Even the case of Bill James illustrates this. From 1982 through the end of the decade, Ballantine Books distributed his yearly abstracts to nearly every book shop in the country, reaching way beyond James's initial audience of a few hundred readers. And you could find inexpensive (meaning three bucks or less) back issues of these Abstracts in thousands of used book shops and thrift shops as well. Over the years I personally put James's books in the hands of scores of customers who were only vaguely aware of his name before they came in to my shop.
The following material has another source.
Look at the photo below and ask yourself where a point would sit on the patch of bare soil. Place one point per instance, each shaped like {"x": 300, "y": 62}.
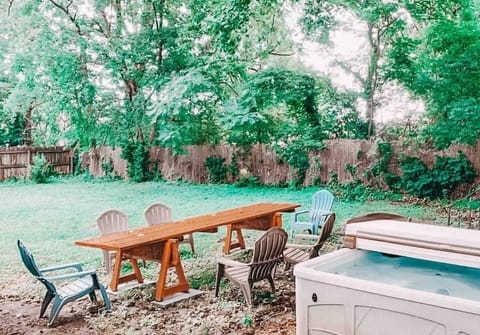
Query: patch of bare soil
{"x": 134, "y": 313}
Today? You can still find his books on Amazon, but the point is that you have to already know about James to look for his books, and even more important, you have to make the active effort. You can't simply trip over him everywhere you went the way you could 15 or 25 years ago. And while his website may be thriving and his books may still sell to the SABR crowd, he's now pretty much reaching a larger version of the same hardcore audience as he was before Ballantine Books gave him his first contract. Whatever influence he has now is more indirect, through his followers in the MSM, whereas previously it was just as likely to come from James directly. And while his overall influence may be greater than ever, thanks to his MSM followers and the sabermetricians on team payrolls, there's still a "class" divide that was beginning to break down when his books could be found in every Crown Books and B&N in the country.